There're two tracers, one attached to PID1, and the other attached
to PID2, as described above.

> It still needs to be fixed like you do in your patch, though. Even
> more, we probably need a similar UPROBE_HANDLER_REMOVE handling in
> handle_uretprobe_chain() to clean up breakpoint for processes which
> don't have uretprobe attached anymore (but I think that's a separate
> follow up).

Agreed, the implementation of uretprobe should be almost the same as
uprobe, but it seems uretprobe was ignored in previous modifications.
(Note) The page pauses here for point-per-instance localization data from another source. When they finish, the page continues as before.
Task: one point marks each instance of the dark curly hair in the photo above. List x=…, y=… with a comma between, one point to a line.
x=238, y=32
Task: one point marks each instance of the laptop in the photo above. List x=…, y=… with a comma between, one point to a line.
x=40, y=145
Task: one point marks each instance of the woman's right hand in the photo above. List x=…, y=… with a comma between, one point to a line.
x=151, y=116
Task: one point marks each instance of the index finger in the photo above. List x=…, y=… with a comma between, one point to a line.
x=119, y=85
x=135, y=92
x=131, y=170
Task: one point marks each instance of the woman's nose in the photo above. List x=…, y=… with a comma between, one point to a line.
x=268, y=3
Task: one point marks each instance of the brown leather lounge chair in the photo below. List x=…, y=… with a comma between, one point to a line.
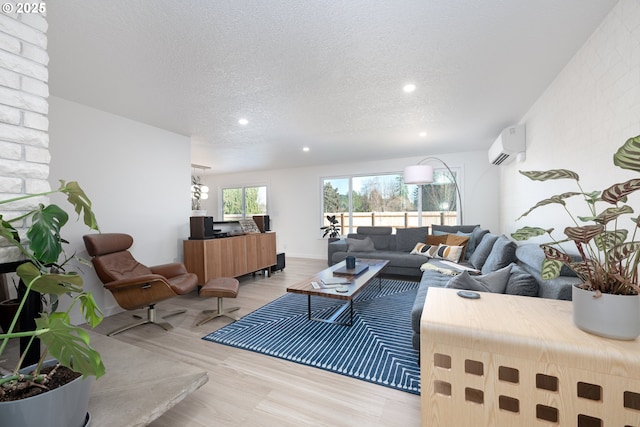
x=135, y=285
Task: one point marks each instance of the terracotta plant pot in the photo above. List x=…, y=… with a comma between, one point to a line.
x=610, y=316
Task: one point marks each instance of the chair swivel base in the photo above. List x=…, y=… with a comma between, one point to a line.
x=151, y=318
x=213, y=314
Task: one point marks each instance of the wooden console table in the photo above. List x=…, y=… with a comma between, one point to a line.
x=230, y=256
x=505, y=360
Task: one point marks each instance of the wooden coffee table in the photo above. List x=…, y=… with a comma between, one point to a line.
x=357, y=283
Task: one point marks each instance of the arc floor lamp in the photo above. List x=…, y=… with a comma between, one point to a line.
x=421, y=174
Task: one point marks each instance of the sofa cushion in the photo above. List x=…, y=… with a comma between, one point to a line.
x=436, y=240
x=474, y=240
x=448, y=252
x=424, y=250
x=495, y=282
x=457, y=240
x=360, y=245
x=453, y=229
x=482, y=251
x=502, y=254
x=532, y=255
x=406, y=238
x=521, y=283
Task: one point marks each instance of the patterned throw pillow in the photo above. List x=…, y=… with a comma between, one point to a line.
x=424, y=250
x=455, y=240
x=448, y=252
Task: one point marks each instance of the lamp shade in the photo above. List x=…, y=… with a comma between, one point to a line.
x=418, y=174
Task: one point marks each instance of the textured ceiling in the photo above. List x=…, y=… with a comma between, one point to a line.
x=323, y=74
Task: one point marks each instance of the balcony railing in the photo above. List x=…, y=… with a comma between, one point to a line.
x=394, y=219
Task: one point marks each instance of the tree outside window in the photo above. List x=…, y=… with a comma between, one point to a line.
x=385, y=200
x=243, y=202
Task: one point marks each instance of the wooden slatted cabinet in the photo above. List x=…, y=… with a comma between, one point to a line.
x=230, y=256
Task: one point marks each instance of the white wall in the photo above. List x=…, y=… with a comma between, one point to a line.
x=590, y=109
x=137, y=177
x=294, y=196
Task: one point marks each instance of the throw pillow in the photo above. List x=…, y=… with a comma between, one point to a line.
x=406, y=238
x=479, y=256
x=495, y=281
x=453, y=228
x=455, y=240
x=521, y=283
x=360, y=245
x=450, y=253
x=424, y=250
x=502, y=254
x=436, y=240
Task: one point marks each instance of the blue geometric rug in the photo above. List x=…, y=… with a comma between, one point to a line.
x=377, y=348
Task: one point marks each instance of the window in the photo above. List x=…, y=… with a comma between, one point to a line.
x=243, y=202
x=385, y=200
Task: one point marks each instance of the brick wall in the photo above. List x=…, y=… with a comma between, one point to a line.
x=24, y=89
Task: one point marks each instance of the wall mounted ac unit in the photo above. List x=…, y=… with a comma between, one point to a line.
x=505, y=148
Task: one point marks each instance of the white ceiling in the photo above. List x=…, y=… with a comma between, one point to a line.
x=323, y=74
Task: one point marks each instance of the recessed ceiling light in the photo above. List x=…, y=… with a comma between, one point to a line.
x=409, y=88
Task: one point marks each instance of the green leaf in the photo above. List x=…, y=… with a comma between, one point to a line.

> $ sudo ~/bin/perf trace record -e probe_malloc:malloc__return  -p 93928
> ^C[ perf record: Woken up 1 times to write data ]
> [ perf record: Captured and wrote 0.031 MB perf.data (9 samples) ]
> 
> And dump the data;
> 
> $ sudo ~/bin/perf script
>       malloc-run   93928 [004] 351736.730649:       raw_syscalls:sys_exit: NR 230 = 0
>       malloc-run   93928 [004] 351736.730694: probe_malloc:malloc__return: (561cfdeb30c0 <- 561cfdeb3204)
>       malloc-run   93928 [004] 351736.730696:      raw_syscalls:sys_enter: NR 230 (0, 0, 7ffc7a5c5380, 7ffc7a5c5380, 561d2940f6b0,
>       malloc-run   93928 [004] 351738.730857:       raw_syscalls:sys_exit: NR 230 = 0
>       malloc-run   93928 [004] 351738.730869: probe_malloc:malloc__return: (561cfdeb30c0 <- 561cfdeb3204)
>       malloc-run   93928 [004] 351738.730883:      raw_syscalls:sys_enter: NR 230 (0, 0, 7ffc7a5c5380, 7ffc7a5c5380, 561d2940f6b0,
>       malloc-run   93928 [004] 351740.731110:       raw_syscalls:sys_exit: NR 230 = 0
>       malloc-run   93928 [004] 351740.731125: probe_malloc:malloc__return: (561cfdeb30c0 <- 561cfdeb3204)
>       malloc-run   93928 [004] 351740.731127:      raw_syscalls:sys_enter: NR 230 (0, 0, 7ffc7a5c5380, 7ffc7a5c5380, 561d2940f6b0,
> 
> Hmm, it seems to trace one pid data. (without this change)
> If this changes eBPF behavior, I would like to involve eBPF people to ask
> this is OK. As far as from the viewpoint of perf tool, current code works.

I tried this and also couldn't reproduce the bug. Even when running two
perf instances simultaneously, `perf record` (or perhaps `perf trace` for
convenience) only outputs events from the corresponding PID as expected.
I initially suspected that perf might be applying another filter in user
space, but that doesn't seem to be the case. I'll need to conduct further
debugging, which might take some time.

I also tried combining bpftrace with `perf trace`. Specifically, I used
`perf trace` for PID1 and bpftrace for PID2. `perf trace` still only
outputs events from PID1, but bpftrace prints events from both PIDs.
I'm not yet sure why this is happening.

Thanks so much,